Un secteur qui peine à attirer
Depuis plusieurs années, l’hôtellerie-restauration rencontre des difficultés croissantes pour attirer de nouveaux talents. Malgré des hausses salariales, le secteur reste confronté à des conditions de travail précaires : horaires morcelés (coupures), travail le week-end (sans majoration dans 99% des cas), et un turnover élevé. Ces réalités sont souvent un frein pour les travailleurs, notamment pour les jeunes générations (lire encadré ci-après) qui aspirent à un meilleur équilibre entre vie professionnelle et vie personnelle. En conséquence, le nombre de travailleurs qui quittent rapidement le secteur après une première expérience est élevé, créant ainsi une instabilité importante dans les équipes.
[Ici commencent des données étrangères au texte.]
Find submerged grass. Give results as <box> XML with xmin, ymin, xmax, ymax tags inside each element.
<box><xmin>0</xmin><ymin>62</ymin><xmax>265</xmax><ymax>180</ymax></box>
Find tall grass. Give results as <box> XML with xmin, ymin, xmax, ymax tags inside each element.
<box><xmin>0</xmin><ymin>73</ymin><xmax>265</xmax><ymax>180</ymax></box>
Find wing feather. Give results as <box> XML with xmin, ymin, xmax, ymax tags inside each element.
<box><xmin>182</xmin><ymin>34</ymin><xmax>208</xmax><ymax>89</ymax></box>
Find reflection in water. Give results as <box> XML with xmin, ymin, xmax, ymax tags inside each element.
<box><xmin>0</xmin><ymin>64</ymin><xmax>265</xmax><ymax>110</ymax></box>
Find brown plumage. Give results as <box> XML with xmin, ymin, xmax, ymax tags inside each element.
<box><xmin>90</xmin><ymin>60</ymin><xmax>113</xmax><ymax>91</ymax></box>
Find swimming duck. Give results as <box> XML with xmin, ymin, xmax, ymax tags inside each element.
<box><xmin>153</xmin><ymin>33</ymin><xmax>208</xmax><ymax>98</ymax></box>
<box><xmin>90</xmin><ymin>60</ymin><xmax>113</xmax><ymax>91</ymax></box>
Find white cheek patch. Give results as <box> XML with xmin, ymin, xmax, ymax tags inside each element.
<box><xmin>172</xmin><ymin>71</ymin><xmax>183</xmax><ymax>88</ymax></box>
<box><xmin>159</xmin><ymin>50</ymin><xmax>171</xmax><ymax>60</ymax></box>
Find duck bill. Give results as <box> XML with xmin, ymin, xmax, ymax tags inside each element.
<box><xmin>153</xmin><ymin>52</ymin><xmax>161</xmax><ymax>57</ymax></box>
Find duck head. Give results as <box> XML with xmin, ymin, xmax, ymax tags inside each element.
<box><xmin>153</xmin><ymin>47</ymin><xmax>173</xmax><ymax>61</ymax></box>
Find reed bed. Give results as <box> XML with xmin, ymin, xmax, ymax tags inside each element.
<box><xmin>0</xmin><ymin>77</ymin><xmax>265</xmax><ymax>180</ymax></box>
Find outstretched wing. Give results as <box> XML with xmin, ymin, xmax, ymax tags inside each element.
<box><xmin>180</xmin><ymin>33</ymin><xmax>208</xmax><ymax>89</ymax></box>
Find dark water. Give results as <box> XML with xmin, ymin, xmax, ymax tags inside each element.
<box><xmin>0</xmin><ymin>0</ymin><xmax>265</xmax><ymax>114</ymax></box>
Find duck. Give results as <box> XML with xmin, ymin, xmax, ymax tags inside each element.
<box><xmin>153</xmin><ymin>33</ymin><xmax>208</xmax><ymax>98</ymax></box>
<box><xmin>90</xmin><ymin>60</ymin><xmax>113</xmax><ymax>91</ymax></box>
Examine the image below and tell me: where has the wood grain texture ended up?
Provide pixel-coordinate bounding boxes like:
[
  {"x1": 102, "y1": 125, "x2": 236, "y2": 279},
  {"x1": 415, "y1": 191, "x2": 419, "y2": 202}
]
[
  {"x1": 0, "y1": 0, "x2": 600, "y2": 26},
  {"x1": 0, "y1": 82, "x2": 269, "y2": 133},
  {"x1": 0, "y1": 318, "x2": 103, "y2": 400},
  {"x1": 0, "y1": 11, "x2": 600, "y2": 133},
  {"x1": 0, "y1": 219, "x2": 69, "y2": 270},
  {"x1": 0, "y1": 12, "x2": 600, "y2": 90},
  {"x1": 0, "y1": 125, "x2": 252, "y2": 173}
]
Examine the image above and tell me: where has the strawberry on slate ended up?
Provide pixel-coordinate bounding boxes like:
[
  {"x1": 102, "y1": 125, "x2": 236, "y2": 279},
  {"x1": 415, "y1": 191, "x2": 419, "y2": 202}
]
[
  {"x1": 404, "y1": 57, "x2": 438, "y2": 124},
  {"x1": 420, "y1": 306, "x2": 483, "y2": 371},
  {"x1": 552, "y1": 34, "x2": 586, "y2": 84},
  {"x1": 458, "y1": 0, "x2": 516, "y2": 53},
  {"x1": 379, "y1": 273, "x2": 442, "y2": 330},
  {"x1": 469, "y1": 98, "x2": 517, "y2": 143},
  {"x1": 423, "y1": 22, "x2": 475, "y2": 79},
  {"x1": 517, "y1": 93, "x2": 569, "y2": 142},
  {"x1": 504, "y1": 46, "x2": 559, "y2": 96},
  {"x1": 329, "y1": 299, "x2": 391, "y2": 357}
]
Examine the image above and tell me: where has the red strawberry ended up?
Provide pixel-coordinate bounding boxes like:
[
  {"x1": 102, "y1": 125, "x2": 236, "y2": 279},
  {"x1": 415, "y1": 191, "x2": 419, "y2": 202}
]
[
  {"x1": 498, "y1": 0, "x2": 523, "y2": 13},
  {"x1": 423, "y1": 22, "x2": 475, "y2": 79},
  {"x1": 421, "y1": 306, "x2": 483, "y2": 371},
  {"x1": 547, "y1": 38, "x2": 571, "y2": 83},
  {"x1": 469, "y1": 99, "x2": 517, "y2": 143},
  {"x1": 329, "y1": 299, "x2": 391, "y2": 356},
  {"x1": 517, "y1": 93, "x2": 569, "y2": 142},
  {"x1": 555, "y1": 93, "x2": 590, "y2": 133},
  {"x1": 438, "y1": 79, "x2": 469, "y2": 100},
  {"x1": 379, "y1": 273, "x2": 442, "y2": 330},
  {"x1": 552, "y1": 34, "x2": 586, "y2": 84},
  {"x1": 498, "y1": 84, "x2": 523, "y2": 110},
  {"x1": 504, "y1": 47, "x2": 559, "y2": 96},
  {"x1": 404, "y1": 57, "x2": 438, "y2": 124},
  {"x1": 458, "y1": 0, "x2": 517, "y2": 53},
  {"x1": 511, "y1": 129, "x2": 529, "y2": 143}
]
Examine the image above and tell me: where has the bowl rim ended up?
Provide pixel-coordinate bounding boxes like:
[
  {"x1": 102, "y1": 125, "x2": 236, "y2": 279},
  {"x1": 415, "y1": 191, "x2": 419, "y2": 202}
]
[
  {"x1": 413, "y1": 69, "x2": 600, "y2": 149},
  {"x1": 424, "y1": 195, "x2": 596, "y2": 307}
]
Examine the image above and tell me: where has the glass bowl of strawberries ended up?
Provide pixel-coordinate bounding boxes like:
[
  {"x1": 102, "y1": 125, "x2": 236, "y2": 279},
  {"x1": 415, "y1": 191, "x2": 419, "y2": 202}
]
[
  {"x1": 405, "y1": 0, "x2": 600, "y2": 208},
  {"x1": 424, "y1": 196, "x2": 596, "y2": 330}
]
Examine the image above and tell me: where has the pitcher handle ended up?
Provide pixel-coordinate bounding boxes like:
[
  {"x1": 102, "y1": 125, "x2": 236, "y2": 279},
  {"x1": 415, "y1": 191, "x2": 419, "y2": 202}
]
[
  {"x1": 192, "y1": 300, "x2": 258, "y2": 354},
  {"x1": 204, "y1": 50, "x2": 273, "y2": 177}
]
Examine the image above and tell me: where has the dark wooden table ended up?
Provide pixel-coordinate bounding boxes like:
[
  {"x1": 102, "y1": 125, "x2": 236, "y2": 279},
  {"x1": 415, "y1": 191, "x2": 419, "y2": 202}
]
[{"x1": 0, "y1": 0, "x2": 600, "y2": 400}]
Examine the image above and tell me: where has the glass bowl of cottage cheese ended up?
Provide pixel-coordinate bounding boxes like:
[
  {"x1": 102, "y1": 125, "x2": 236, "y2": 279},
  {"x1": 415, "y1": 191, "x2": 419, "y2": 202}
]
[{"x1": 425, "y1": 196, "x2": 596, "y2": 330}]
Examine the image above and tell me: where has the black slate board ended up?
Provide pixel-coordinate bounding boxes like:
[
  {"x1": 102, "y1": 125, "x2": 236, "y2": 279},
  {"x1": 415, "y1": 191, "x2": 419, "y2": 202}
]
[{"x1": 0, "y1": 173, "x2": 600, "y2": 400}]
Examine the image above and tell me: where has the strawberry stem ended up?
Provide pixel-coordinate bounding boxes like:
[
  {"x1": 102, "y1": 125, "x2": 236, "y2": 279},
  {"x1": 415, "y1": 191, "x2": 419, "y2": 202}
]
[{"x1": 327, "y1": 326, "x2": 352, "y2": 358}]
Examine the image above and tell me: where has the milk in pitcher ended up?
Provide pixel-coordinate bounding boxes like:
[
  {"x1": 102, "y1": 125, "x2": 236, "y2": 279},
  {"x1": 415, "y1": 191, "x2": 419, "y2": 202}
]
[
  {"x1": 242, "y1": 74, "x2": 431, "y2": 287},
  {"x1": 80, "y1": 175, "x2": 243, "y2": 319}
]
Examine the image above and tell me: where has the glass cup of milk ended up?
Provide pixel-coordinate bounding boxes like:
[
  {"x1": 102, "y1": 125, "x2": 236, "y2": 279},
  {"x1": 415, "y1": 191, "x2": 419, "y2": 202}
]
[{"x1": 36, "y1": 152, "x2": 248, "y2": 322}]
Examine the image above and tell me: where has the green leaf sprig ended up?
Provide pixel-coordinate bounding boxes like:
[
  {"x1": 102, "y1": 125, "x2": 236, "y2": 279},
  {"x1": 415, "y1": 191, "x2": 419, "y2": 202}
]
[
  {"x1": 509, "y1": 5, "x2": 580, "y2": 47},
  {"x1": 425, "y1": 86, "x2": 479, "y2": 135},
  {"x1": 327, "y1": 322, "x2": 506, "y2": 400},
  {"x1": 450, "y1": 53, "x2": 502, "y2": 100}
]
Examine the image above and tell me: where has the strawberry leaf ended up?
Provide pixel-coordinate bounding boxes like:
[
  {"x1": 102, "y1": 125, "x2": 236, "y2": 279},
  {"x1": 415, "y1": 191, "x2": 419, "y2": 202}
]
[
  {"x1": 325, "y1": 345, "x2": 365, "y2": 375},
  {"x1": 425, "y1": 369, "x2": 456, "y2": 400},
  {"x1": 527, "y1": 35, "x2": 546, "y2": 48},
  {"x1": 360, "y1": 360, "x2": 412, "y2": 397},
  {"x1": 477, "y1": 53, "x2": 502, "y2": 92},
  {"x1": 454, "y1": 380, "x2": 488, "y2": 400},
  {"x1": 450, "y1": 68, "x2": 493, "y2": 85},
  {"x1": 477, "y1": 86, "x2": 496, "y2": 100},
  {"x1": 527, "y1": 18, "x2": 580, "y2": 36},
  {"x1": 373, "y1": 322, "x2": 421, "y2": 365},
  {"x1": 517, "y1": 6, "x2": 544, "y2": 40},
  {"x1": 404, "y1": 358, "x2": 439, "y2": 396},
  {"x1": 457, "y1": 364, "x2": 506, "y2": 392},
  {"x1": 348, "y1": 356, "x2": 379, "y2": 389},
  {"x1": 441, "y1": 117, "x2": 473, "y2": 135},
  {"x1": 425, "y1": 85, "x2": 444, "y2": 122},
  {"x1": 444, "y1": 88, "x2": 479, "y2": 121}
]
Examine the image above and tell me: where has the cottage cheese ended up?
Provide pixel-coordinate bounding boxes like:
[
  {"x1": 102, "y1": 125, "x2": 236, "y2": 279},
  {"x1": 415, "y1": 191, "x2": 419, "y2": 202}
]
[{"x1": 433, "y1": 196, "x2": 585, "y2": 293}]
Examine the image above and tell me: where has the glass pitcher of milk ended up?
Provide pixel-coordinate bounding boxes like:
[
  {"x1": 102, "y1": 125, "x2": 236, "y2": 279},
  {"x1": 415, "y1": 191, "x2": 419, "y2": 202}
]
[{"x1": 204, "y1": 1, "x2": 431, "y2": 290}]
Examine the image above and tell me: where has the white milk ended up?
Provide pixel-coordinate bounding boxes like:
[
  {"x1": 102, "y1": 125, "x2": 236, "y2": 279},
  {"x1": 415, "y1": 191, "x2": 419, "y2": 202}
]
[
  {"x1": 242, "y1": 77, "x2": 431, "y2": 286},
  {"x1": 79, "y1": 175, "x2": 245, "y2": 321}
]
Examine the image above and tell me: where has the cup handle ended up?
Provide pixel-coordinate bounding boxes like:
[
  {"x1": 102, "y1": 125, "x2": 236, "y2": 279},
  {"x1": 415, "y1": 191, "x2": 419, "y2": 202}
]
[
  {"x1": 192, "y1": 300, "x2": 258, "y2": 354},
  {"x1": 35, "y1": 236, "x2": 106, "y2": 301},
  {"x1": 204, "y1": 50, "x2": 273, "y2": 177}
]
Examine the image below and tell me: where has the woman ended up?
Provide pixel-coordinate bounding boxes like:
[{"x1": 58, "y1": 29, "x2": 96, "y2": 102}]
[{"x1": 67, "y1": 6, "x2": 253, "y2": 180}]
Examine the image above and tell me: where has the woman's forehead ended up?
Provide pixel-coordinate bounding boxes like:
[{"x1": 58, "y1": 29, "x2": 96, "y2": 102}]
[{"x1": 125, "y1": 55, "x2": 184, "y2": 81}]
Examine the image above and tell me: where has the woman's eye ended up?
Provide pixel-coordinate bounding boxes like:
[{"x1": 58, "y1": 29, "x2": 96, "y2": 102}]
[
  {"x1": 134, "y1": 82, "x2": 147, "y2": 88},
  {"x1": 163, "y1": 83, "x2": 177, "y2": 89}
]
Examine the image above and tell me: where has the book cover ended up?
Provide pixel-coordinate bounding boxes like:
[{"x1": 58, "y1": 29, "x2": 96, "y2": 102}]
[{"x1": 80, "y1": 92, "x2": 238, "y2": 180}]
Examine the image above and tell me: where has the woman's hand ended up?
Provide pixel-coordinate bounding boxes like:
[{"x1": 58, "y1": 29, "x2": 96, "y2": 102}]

« La génération Z, aussi appelée « gen Z » ou « digital natives » représente les jeunes nés entre 1995 et 2012, pendant la révolution numérique. Ce sont les enfants de la génération X, les frères et sœurs de la génération Y. Plus vous donnerez à ces jeunes collaborateurs de la visibilité sur les projets et ambitions de votre organisation et les moyens de s’impliquer à leur niveau, plus ils seront satisfaits et prêts à s’engager durablement. En outre, ils souhaitent travailler au sein d’une entreprise inclusive et responsable, qui favorise la diversité au travail et mène des actions en faveur du développement durable. Ces valeurs sont déterminantes pour eux, et seuls 19 %6 des collaborateurs de la Génération Z se disent prêts à travailler pour une organisation qui ne les partage pas. Enfin, pour recruter et fidéliser les talents de cette génération, vous avez tout intérêt à proposer des conditions et modes de travail flexibles et personnalisés : expérience collaborateur, possibilité d’alterner entre travail à distance et travail en présentiel, disposer de bureaux innovants… » Source France Travail
Adrien Pégourdie, maître de conférences en sociologie à l’Université de Limoges, souligne dans un entretien accordé à France Culture que « ‘(le CHR) … est un secteur qui ne s’est pas réformé depuis un très grand nombre d’années. Un tiers de la main-d’œuvre se renouvelait chaque année dans la restauration. » Avec des conditions qui n’évoluent pas, la pénurie de main-d’œuvre s’aggrave, et les employeurs peinent à attirer et retenir du personnel qualifié.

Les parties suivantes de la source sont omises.